Disclosures: Burns is president of Invoegen Surgical Services LLC. Chu reports he owns an ASC. Corcoran reports he is president of Corcoran Consulting Group. Donnenfeld reports he owns an ASC. Eubanks reports no relevant financial disclosures.
Should cataract surgery be performed in an office setting?
In-office surgery ready to go mainstream
We recently reported experience of more than 21,000 office-based cataract procedures, which demonstrated postoperative visual acuity and safety well within today’s expectations. Topical anesthesia, the self-sealing clear corneal incision, phacoemulsification power modulations and fluidics, foldable IOL injectors and intracameral antibiotics have transformed cataract surgery into a procedure well-suited for the in-office surgical suite. The skills of the assistant and the surgeon, the proper adherence to aseptic technique, and the required machinery, instrumentation and sterilization facilities translate easily from the ASC to the office clean room. Currently, Medicare carriers will compensate the surgeon and pay the nominal cost of an IOL, but do not provide a facility fee, making the performance of routine cases financially untenable for most providers. However, out-of-pocket payments for services associated with the correction of astigmatism and presbyopia make office-based refractive cataract surgery a very attractive option. In the near future, routine bilateral same-day office-based cataract surgery will likely become standard of care.

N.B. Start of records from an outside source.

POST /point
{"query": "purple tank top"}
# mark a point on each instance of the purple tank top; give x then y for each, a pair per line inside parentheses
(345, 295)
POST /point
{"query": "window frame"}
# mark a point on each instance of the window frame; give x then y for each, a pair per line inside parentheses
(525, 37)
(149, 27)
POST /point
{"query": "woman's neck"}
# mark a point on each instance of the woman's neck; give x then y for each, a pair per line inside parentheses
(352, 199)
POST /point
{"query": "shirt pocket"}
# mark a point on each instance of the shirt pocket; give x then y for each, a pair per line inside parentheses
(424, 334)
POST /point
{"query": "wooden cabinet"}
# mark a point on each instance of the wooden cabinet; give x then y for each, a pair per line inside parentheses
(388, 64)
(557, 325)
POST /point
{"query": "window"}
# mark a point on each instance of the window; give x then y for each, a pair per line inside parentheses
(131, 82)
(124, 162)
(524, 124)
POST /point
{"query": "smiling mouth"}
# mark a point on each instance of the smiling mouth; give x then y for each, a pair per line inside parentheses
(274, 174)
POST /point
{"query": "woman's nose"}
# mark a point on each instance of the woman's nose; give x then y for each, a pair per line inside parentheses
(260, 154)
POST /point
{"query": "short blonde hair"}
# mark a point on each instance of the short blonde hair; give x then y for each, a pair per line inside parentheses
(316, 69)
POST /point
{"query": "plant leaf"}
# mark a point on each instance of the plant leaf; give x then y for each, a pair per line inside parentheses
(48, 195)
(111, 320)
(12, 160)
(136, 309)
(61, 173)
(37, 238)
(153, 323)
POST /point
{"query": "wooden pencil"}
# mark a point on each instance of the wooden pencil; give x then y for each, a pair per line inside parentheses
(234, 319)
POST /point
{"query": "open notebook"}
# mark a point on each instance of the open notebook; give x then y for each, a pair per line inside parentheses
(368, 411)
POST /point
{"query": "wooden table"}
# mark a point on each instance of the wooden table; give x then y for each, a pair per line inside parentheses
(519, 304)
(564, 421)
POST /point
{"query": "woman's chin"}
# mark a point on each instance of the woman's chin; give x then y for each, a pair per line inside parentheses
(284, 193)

- Ianchulev T, et al. Ophthalmology. 2016;doi:10.1016/j.ophtha.2015.12.020.
Mark Packer, MD, is a clinical associate professor, Oregon Health & Science University, and president, Mark Packer MD Consulting, Inc., Boulder, Colo. Disclosure: Packer reports no relevant financial disclosures.
ASC is ideal setting for cataract surgery
Outpatient surgery for cataract and other ophthalmologic procedures has become the perfect environment to provide the highest level of quality care to patients. High levels of patient satisfaction and extremely low rates of complications have become the norm. In-office cataract surgery poses a significant risk to losing the high level of care we have achieved with this system.
Outpatient surgery centers have a high level of quality controls encompassing all areas, including infection prevention, that does not exist for in-office surgery. Creating those systems will be time consuming and costly. Additional bureaucracy and intrusion into the office environment by state agencies will be unavoidable. It is likely that there will be wide variations in rules and regulations between the states and the federal government creating significant confusion.
Cataract surgery is already a very undervalued procedure with regard to reimbursement. There is no doubt that in-office surgery will result in a lowering of reimbursement for all cataract surgery, including outpatient surgeries. This could result in significant financial issues for surgery center owners and prevent new centers from opening.
Ultimately we must do what is best for our patients. The outpatient surgery center is the best place for a person to achieve an outstanding result for cataract surgery.
Mark Kontos, MD, is a senior partner at Empire Eye Solutions, Spokane, Wash. Disclosure: Kontos reports he is a consultant for Abbott Medical Optics and Allergan.